The increasing integration of Internet of Things (IoT) devices into everyday life has expanded the cyber threat landscape, exposing both individuals and organizations to dynamic and evolving security risks. Traditional cyber insurance models, which rely on static risk assessments, often fail to account for the fluctuating security posture of IoT environments. This study investigates the development of real-time premium adjustment models that incorporate IoT device security metrics to create more accurate, responsive, and behavior-driven cyber insurance pricing frameworks. A mixed-methods approach was employed, combining quantitative data from 216 IoT devices and 209 survey respondents, along with qualitative insights from 54 semi-structured interviews involving IoT users and insurance professionals. Regression and ANOVA analyses reveal a significant relationship between real-time device metrics such as software update frequency, breach incidents, and response time and insurance premium fluctuations. Time-series analysis further confirms that high-security devices consistently experience lower premiums over time, while low-security devices incur rising costs. Thematic analysis of interview data highlights key concerns such as trust, data privacy, alert fatigue, and regulatory ambiguity. The findings suggest that real-time premium models can effectively incentivize better cybersecurity behavior but require transparent algorithms, ethical data practices, and regulatory support for widespread adoption.

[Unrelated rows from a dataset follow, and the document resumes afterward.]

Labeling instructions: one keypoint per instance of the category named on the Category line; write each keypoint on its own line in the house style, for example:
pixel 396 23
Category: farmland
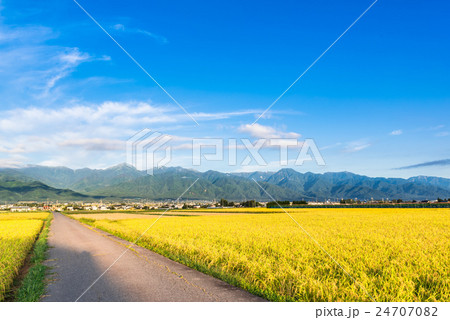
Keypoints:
pixel 393 254
pixel 18 232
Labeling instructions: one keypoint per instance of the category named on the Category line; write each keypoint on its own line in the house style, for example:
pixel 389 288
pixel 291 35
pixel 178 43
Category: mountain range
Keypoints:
pixel 124 181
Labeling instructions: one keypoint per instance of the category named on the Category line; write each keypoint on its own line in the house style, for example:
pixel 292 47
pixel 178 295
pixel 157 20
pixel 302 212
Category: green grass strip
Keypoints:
pixel 33 285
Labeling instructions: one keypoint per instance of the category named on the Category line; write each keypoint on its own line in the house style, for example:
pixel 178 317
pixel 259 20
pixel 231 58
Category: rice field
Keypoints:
pixel 18 232
pixel 393 254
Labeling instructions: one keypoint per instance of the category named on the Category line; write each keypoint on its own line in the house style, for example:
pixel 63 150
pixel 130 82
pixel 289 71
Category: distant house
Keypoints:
pixel 20 209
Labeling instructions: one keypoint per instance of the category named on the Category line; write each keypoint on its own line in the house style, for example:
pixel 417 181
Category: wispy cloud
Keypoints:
pixel 259 131
pixel 31 68
pixel 154 36
pixel 436 163
pixel 356 146
pixel 396 132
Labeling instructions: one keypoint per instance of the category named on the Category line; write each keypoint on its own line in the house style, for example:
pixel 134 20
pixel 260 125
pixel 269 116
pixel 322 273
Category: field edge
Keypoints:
pixel 32 287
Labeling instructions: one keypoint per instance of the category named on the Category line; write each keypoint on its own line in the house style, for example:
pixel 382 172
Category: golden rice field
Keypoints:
pixel 18 232
pixel 394 254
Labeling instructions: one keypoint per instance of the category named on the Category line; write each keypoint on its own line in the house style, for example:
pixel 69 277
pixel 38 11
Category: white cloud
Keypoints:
pixel 396 132
pixel 356 146
pixel 259 131
pixel 120 27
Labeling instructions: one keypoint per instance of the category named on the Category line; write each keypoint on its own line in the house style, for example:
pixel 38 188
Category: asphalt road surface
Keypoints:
pixel 78 255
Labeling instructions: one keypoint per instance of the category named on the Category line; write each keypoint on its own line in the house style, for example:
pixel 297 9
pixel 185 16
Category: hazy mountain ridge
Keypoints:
pixel 16 187
pixel 124 181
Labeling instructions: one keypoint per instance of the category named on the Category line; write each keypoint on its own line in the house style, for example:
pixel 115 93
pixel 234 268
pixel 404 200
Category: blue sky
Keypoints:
pixel 376 101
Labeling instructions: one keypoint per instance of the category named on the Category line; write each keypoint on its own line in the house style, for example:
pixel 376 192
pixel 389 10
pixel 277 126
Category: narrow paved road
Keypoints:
pixel 78 255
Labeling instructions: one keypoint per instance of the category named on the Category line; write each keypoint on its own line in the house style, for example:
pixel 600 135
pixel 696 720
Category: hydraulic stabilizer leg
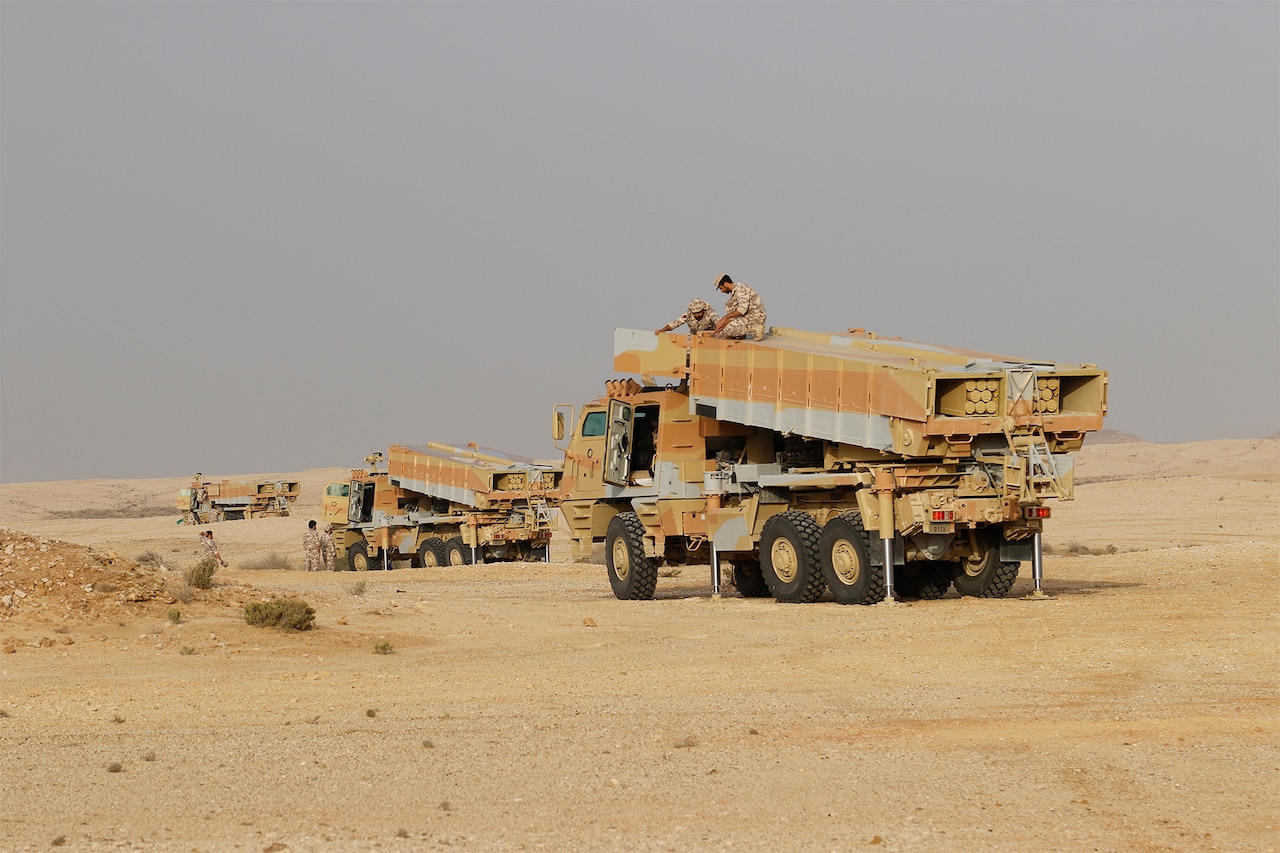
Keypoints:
pixel 885 487
pixel 1037 568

This study contributes a foundational framework for dynamic cyber insurance pricing and provides practical insights for insurers, policymakers, and technology stakeholders navigating the future of risk management in an IoT-driven world.

Copyright
© 2026 The Author(s)
Open Access
Open Access This chapter is licensed under the terms of the Creative Commons Attribution-NonCommercial 4.0 International License (http://creativecommons.org/licenses/by-nc/4.0/), which permits any noncommercial use, sharing, adaptation, distribution and reproduction in any medium or format, as long as you give appropriate credit to the original author(s) and the source, provide a link to the Creative Commons license and indicate if changes were made.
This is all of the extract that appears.